Author: cheap rolex | Website URL: |
Fantastic info. This is a terrific blog site, I wonder to know how you designed it? If it is possible, e-mail me Thx a lot
Author: u boat montre | Website URL: |
Your article is very good, very good with words, the sentence is smooth, rich in content.
Author: Darla | Website URL: |
Informative article, just what I needed.
Author: Carrol | Website URL: |
Do you mind if I quote a couple of your articles as
long as I provide credit and sources back to your webpage?
My blog site is in the very same area of interest as yours and my users would definitely benefit from some of
the information you provide here. Please let me know if this okay with you.
Re: Admin
Yes it is ok to quote as long as you link back and give credit.

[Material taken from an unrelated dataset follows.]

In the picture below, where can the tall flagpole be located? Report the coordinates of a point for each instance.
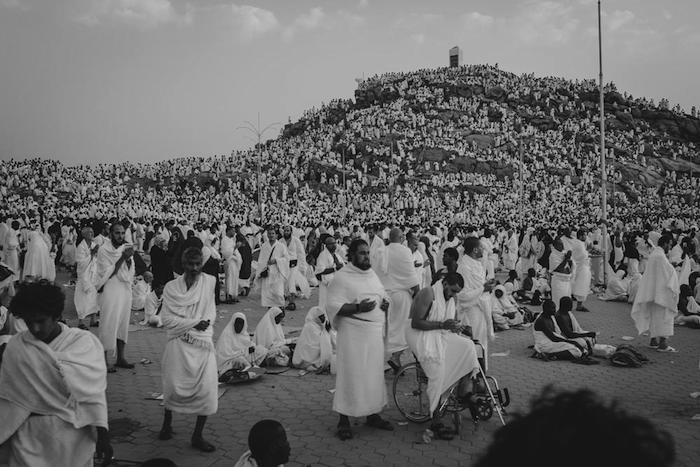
(603, 171)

Author: Martha | Website URL: |
I gotta say, I am more amazed by the “generic commenter” than I am by the blatant spammer. Why? at least the obvious spammer is completely open and honest with their intentions I know who they are. The generic spammer is a liar and a charlatan You can probably see that I have strong feelings towards these type of “individuals”
Author: Cecile | Website URL: |
Good info. Lucky me I recently found your blog by chance stumbleupon .
I have book marked it for later
Author: Jovita | Website URL: |
Howdy I am so thrilled I found your blog, I really found you by accident, while I was looking on Digg for something else, Nonetheless I am here now and would just like to say kudos for a tremendous post and a all round enjoyable blog I also love the theme design , I don t have time to browse it all at the moment but I have book-marked it and also added in your RSS feeds, so when I have time I will be back to read a great deal more, Please do keep up the superb job.
Author: tony | Website URL: |
i am testing your form : i want to copy this , if u dont mind can i pleeeease copy. thanks
Author: Veta | Website URL: |
Excellent post. Keep writing such kind of information on your blog.
Im really impressed by your site.
Hello there, You have performed a fantastic job.
I will definitely digg it and personally recommend to my friends.
I am confident they will be benefited from this website.
Re: Admin
Thank you from - please link back to us.